El beso más lindo de la historia
«Toco tu boca, con un dedo toco el borde de tu boca, voy dibujándola como si saliera de mi mano, como si por primera vez tu boca se entreabriera, y me basta cerrar los ojos para deshacerlo todo y recomenzar, hago nacer cada vez la boca que deseo, la boca que mi mano elige y te dibuja en la cara, una boca elegida entre todas, con soberana libertad elegida por mí para dibujarla con mi mano por tu cara, y que por un azar que no busco comprender coincide exactamente con tu boca que sonríe por debajo de la que mi mano te dibuja.

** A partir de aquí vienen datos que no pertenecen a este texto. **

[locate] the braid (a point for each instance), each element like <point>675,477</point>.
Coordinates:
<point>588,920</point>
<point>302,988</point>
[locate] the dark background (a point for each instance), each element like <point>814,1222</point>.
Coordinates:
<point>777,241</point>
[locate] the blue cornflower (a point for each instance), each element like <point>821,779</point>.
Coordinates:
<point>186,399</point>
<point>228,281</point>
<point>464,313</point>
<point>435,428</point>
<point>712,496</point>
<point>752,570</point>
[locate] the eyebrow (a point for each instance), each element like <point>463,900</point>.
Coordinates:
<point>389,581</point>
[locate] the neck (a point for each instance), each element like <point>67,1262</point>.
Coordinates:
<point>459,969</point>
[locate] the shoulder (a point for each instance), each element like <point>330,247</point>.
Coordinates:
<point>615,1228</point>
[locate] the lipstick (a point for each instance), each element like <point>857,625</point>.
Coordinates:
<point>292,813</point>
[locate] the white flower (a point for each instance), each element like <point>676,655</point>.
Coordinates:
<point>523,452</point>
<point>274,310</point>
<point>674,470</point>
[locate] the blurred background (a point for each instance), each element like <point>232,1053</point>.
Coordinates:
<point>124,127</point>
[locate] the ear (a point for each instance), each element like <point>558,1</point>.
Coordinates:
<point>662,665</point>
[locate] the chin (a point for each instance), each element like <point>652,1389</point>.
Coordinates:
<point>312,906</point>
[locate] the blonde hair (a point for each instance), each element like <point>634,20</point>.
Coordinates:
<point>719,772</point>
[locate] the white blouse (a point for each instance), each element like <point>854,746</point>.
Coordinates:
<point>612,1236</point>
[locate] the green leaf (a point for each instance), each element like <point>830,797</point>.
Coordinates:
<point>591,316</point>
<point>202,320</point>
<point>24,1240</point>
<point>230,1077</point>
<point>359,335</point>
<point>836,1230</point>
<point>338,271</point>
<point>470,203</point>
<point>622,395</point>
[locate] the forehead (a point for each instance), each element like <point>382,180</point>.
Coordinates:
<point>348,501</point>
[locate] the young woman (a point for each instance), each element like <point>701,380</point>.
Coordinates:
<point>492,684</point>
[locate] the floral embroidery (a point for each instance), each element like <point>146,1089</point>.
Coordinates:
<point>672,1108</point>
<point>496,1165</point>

Me miras, de cerca me miras, cada vez más de cerca y entonces jugamos al cíclope, nos miramos cada vez más de cerca y nuestros ojos se agrandan, se acercan entre sí, se superponen y los cíclopes se miran, respirando confundidos, las bocas se encuentran y luchan tibiamente, mordiéndose con los labios, apoyando apenas la lengua en los dientes, jugando en sus recintos donde un aire pesado va y viene con un perfume viejo y un silencio. Entonces mis manos buscan hundirse en tu pelo, acariciar lentamente la profundidad de tu pelo mientras nos besamos como si tuviéramos la boca llena de flores o de peces, de movimientos vivos, de fragancia oscura. Y si nos mordemos el dolor es dulce, y si nos ahogamos en un breve y terrible absorber simultáneo del aliento, esa instantánea muerte es bella. Y hay una sola saliva y un solo sabor a fruta madura, y yo te siento temblar contra mí como una luna en el agua.»